Parece cada vez mais provável que a partir de 2023 os jogos de domingo da Liga Nacional de Futebol Americano (NFL) passem a ser transmitidos exclusivamente no streaming, já que Amazon e Apple lideram a disputa pela compra dos direitos de transmissão.

O "Sunday Ticket", como é conhecido, hoje é da DirecTV que paga mais de R$ 10 bilhões por ano pela competição. Mas a estimativa é que os novos donos dos direitos possam pagar até R$ 37,5 bilhões ao ano para ter as partidas de domingo.

Segundo o colunista John Ourand, do Sports Business Journal, o Disney "não encerrou as negociações para o pacote, que seria veiculado na ESPN+, embora o valor que a Disney disse à NFL que pagará esteja bem abaixo do valor que a Apple e a Amazon discutiram".

Seja quem for o vencedor, fica cada vez mais claro que o futuro do streaming e das transmissões ao vivo das grandes competições vão caminhar cada vez mais próximos. A Amazon tem apostado fortemente no esporte profissional para impulsionar o Prime Video. No ano passado, a empresa fechou um acordo pelos direitos do pacote Thursday Night Football a um preço de R$ 6 bilhões por temporada ao longo de 11 anos.

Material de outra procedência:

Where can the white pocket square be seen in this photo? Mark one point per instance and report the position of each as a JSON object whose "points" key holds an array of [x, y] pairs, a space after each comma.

Nos últimos cinco anos, 77 dos 100 programas de televisão mais assistidos foram jogos ao vivo de futebol americano. A NFL é a liga esportiva mais importante dos Estados Unidos, mas ela não é a única a se render ao streaming.

Streaming é a bola da vez

Cada vez mais campeonatos são transmitidos exclusivamente pelo streaming. Na Itália, a DAZN comprou os direitos dos jogos da Série A do futebol italiano e os transmite exclusivamente em plataformas digitais.

No Brasil as competições ainda acontecem majoritariamente na TV aberta, mas isso pode mudar. "Futebol dá audiência e as empresas de streaming já entenderam que isso também funciona para atrair e reter assinantes", diz Marcelo de Campos Pinto, managing partner da SportsView Marketing Esportivo e Digital. "Os clubes e federações também perceberam que as plataformas de streaming não apenas são alternativas viáveis para transmitir as partidas, como têm dinheiro e são bastante competitivas nas ofertas financeiras".

As gigantes de tecnologia donas das plataformas de streaming são grandes demais até para a Globo ignorar. Mesmo sendo dona do Globoplay a emissora carioca vendeu em dezembro 36 jogos da Copa do Brasil de 2022 para a Amazon, sendo 30 deles exclusivos. A Globo também fará a produção e transmissão destas partidas para a Amazon.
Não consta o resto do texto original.